There was no way in hell I was going to spend a few hundred on a new blade when my project was limited in scope and was not making me money, so I used my angle grinder and sacrificed a portion of a wheel to grind away the diamond wheel as it rotated. I'm not going to tell you it happens rapidly, it doesn't, and it does tend to dress the hell out of the angle grinder wheel, but it ends up truing the diamond wheel, and does it without totally destroying the angle grinder wheel. I'd say that's a pretty good tradeoff. You run the diamond at full speed, or if you can slow it down to a respectable speed, that's all the better. It only has to turn fast enough to continually expose a different portion of the blade, and permit it to round up uniformly. Of course, you do this dry, or your angle grinder is going to get a bath. They don't like that. Turn your grinder upside down so it bears on the table in front of the diamond wheel and use the edge of the angle grinder to grind against the rotating diamond wheel. Simple, and effective. Be certain to stop before you remove all the diamond. The moment I had my diamond rounded up I quit. It cut like a champ once again. Shoot for a square face on the diamond so it doesn't try to wander to the side in use.

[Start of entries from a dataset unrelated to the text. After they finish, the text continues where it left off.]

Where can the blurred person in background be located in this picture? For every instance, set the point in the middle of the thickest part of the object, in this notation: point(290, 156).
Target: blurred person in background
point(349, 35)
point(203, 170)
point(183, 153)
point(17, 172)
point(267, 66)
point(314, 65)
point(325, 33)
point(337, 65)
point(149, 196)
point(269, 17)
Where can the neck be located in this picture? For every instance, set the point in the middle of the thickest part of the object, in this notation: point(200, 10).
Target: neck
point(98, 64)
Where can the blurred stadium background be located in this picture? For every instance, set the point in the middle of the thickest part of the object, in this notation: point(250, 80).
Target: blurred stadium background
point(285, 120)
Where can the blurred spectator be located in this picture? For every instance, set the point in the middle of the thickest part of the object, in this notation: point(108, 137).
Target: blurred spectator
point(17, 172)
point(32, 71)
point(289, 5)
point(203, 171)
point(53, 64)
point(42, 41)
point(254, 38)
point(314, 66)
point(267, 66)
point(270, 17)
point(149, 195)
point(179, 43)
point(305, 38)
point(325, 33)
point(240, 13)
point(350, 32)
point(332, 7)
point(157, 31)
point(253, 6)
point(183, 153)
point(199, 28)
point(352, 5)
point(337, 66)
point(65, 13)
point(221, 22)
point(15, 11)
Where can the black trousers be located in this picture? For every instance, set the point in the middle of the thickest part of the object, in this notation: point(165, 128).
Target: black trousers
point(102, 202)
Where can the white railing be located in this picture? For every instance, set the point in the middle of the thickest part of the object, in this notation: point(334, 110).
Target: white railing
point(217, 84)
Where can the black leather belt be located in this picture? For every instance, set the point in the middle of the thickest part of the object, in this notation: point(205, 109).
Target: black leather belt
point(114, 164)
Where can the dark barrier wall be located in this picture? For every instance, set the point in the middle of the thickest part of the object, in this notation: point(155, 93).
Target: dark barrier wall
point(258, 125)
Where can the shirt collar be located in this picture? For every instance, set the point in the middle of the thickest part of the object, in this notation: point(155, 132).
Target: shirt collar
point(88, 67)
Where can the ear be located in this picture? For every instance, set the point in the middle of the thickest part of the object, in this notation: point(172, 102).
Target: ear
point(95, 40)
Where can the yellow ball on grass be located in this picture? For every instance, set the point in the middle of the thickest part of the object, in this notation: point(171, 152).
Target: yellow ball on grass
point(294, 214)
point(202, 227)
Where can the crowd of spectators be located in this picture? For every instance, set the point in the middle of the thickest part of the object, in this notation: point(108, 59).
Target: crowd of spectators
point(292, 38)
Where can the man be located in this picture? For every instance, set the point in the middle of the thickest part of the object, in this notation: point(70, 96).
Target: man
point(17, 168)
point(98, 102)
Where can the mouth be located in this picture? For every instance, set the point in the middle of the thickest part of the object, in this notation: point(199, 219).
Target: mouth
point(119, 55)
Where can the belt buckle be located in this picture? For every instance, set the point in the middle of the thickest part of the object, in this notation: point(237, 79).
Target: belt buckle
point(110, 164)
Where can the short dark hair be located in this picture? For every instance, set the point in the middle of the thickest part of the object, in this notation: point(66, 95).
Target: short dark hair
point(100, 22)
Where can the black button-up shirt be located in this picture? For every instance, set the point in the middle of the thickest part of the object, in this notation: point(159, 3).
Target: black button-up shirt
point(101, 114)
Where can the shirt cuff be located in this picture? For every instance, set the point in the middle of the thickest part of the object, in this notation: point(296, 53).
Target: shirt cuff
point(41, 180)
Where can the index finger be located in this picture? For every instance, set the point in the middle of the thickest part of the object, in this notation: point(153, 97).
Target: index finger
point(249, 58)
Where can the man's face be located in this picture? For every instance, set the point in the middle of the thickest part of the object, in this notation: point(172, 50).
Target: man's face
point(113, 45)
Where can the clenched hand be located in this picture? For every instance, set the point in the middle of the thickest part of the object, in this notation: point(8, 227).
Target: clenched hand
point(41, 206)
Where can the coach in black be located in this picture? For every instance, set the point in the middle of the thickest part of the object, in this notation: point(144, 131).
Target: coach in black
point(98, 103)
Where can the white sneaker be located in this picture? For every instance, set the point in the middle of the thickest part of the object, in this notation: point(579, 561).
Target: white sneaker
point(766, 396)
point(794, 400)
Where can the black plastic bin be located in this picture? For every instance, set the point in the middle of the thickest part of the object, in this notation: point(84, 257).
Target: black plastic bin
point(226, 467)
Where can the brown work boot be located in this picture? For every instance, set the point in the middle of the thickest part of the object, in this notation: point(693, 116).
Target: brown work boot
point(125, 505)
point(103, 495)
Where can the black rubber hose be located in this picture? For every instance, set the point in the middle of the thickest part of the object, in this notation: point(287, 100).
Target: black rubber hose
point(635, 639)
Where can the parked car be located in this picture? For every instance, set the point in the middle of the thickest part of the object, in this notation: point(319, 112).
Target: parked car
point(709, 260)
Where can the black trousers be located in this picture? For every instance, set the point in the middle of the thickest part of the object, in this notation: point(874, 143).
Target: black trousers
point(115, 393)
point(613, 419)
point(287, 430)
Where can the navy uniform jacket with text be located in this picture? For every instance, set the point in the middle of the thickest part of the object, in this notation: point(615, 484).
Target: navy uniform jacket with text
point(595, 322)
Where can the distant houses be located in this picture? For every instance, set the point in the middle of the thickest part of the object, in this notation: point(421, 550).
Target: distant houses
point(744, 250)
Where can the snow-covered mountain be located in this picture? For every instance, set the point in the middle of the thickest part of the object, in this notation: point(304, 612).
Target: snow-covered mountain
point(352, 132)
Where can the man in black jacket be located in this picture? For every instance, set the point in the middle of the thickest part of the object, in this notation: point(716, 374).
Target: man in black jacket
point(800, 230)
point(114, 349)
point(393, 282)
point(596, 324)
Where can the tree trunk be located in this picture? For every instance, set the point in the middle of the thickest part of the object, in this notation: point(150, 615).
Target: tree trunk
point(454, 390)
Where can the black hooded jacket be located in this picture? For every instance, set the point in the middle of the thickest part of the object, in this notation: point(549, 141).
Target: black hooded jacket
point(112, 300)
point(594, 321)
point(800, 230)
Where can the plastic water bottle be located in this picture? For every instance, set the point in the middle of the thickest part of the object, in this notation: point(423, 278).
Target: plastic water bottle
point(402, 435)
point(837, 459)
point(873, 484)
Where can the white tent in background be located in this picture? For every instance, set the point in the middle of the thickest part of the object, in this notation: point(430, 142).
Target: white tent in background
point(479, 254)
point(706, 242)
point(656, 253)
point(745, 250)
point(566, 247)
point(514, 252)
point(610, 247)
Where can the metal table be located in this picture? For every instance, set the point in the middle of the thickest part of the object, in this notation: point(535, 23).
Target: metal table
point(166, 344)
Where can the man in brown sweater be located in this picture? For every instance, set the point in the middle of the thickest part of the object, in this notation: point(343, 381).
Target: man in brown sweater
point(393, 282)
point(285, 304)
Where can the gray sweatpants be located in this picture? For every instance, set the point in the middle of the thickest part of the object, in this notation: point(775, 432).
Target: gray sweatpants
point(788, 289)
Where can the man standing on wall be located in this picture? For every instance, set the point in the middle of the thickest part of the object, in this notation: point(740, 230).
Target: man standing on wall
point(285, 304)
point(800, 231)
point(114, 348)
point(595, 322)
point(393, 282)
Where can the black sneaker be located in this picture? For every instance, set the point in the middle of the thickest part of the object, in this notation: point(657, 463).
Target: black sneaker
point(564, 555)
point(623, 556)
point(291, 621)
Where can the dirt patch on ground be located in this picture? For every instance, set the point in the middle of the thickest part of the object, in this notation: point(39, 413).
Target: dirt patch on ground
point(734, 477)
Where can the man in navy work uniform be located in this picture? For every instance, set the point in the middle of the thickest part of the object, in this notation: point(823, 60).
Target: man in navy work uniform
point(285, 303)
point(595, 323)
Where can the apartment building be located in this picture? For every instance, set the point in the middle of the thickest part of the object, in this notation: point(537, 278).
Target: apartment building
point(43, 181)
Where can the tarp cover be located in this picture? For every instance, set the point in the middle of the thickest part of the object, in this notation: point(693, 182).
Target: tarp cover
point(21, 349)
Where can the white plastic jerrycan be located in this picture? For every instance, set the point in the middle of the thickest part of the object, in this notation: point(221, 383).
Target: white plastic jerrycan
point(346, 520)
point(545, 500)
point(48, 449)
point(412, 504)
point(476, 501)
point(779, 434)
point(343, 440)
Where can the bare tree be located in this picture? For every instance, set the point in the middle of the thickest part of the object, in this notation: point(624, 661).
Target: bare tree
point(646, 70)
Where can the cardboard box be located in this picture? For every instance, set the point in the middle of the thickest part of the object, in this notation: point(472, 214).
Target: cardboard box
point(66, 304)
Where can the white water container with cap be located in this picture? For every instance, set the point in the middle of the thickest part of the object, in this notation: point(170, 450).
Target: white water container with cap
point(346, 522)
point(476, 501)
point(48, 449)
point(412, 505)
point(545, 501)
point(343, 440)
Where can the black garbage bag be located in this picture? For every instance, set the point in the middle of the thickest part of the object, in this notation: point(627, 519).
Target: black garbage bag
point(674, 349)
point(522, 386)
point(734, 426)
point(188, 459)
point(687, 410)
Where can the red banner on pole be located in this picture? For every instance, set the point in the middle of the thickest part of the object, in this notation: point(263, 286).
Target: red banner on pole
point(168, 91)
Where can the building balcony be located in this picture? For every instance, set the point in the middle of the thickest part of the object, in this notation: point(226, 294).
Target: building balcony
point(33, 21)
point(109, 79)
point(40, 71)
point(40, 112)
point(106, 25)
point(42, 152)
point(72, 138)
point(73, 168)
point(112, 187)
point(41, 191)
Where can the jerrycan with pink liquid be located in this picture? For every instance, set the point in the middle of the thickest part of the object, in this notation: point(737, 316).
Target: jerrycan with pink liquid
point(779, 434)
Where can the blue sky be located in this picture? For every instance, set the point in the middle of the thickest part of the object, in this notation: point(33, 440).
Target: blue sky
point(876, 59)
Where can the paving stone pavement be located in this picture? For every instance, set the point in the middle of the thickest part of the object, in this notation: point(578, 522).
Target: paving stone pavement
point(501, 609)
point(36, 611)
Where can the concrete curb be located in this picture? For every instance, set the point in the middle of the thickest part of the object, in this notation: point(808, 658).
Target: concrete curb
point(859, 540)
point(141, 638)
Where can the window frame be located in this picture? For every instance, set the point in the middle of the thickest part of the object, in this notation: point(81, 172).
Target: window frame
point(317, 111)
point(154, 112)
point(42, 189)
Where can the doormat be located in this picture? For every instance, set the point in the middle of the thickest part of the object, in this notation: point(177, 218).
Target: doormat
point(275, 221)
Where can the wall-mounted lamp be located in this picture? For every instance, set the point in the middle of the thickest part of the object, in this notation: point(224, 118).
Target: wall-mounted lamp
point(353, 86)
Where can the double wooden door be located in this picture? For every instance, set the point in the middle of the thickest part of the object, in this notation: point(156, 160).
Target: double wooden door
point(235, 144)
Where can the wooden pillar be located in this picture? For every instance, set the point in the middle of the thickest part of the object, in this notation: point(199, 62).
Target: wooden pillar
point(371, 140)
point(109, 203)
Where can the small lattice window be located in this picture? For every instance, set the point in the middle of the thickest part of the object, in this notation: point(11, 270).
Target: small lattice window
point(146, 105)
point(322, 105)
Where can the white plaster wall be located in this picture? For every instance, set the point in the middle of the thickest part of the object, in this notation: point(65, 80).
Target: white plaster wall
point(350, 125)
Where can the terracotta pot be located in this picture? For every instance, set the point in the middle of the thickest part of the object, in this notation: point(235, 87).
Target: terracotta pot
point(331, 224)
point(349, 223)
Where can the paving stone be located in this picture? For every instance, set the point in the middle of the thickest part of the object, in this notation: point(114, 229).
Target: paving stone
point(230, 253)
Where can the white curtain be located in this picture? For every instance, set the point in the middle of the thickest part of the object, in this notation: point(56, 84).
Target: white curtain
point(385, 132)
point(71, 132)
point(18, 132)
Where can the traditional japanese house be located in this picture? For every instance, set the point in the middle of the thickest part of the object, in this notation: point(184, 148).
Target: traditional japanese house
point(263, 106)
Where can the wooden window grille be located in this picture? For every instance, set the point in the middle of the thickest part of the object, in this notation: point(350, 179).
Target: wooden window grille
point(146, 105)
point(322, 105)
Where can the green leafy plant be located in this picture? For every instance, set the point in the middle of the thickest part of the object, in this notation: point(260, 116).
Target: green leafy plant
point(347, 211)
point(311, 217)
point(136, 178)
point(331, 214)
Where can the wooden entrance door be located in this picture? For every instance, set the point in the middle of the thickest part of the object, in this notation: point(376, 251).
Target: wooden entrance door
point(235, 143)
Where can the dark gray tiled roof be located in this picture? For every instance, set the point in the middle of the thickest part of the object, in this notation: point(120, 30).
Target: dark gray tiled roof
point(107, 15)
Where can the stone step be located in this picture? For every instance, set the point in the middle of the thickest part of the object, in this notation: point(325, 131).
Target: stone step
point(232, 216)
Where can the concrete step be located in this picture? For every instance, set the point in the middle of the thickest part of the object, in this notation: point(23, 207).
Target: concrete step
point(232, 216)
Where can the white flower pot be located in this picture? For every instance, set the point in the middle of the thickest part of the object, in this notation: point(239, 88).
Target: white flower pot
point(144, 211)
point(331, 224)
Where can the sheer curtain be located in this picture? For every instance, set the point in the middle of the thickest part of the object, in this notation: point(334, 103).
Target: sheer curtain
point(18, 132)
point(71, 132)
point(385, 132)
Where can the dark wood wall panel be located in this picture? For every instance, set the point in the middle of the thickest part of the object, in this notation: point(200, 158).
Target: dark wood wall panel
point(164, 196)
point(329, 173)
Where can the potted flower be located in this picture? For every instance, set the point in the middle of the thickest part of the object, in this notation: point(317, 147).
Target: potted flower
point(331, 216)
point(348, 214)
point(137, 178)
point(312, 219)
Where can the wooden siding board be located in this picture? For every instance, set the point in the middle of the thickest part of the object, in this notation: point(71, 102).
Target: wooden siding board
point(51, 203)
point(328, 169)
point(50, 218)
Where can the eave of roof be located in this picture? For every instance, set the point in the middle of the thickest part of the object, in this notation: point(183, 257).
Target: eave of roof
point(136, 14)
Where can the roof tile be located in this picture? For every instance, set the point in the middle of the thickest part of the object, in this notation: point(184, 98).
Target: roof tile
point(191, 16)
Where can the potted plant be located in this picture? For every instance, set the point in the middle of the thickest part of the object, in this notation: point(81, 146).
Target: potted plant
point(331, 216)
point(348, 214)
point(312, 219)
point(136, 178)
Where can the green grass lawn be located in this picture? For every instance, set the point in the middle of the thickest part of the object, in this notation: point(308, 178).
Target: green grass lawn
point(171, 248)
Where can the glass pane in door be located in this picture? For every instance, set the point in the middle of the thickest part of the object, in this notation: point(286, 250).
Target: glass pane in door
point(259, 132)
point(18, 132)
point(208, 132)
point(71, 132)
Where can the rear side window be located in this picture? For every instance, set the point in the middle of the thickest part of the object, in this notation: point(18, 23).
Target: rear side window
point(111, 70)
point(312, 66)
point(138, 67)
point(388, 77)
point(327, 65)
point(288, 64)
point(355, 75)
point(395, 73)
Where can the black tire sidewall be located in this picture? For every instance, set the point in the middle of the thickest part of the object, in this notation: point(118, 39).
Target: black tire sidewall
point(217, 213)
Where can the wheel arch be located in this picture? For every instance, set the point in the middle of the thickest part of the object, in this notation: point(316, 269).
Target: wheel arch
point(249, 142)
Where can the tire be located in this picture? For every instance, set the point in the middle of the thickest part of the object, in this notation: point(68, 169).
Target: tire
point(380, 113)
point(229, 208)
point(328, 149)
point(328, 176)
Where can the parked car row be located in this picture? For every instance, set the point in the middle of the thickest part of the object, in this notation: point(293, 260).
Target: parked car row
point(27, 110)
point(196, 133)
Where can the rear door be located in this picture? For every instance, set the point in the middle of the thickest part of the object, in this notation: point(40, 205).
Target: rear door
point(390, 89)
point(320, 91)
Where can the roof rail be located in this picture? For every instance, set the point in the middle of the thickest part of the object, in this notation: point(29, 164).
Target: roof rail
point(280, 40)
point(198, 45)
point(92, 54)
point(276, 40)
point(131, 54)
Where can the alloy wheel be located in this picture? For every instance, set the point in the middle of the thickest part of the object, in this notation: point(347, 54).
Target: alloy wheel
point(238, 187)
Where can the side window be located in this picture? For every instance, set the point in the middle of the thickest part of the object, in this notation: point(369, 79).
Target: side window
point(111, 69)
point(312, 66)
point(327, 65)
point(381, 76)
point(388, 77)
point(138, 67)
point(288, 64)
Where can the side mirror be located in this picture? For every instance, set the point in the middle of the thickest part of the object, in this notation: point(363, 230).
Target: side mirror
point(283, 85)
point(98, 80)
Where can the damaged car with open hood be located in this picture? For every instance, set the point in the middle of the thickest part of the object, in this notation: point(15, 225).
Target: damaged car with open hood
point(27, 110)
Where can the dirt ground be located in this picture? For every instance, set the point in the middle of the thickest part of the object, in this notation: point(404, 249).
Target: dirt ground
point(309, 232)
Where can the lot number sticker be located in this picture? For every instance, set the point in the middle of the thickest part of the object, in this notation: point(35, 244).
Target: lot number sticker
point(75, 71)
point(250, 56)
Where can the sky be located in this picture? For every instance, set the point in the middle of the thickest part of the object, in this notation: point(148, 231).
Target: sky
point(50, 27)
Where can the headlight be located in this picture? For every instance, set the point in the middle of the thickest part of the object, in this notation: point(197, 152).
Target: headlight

Just trying to not make real stupid statements that could be misconstrued as fact. Got the tub done yet? :-)

Harold

Reply to
Harold & Susan Vordos

That techique had never crossed my mind. I laughed when reading it. I've got around 7 of them that are junk to me , but I can't toss them , I'll have to try that someday. Not like I'm going to ruin them or anything.

NO , but I did find my first moving blanket for the tub while dumpster diving in a new neighborhhood.

Reply to
Sunworshiper

Yep, nothing to lose, and perhaps a lot to gain. The only reason it wouldn't work is if you have used up the diamond layer, at which time what you really have is a steel disk, not a diamond wheel! :-)

The one thing to watch for is the center of the wheel. If it's made the same way as the really "nice" Chinese blade that I have, the center of the wheel is, of course, steel, and was the root cause of the trouble I had experienced. As the matrix and diamond wore away on the edges, it was exposed, but not necessarily uniformly. In order to get the wheel to cut again, it had to be removed, so it was not the first thing the tile touched when I made my cuts. Grinding that part away will go smoothly, but when you start on the diamond layer it will be a lot tougher to grind away, for the diamond more or less starts dressing the wheel on the angle grinder. Here is a great time for the diamond wheel to be run slowly if possible. The slower, the better, in fact. Let us hear how it goes when you try it.

Cool!

Harold

Reply to
Harold & Susan Vordos

And lo, it came about, that on 17 Nov 2003 15:28:26 -0800 in rec.crafts.metalworking , jim rozen was inspired to utter:

I just got quoted in the local bi-weekly fishwrap in an article on people with 4 year degrees going "back" to school for technical (hands on) training, so I know from being "inept" with tools. Heck, I can be inept with tools I didn't even know existed two years ago. :) And for the last two and a half days, I have been contending with a Takisawa CNC vertical mill which is possessed. Won't run the program and fail at the same place twice. But today Francisco (all hail the might Francisco!) tells me my problem is something I didn't know because it hadn't been emphasized. One simple G-code, and it works.

Now to fix the small detail that the curves are off by a couple thou, and the processor hangs up.

Oh Yeah.

When I was in the 7th grade, finally got to shop class. Came home and told my dad "They've got _straight_ nails!" I didn't know you could get nails that didn't need straightening... amazing, what ever will they think of next?

pyotr

who started out back when all our tools were hand tools, and made from rocks, too!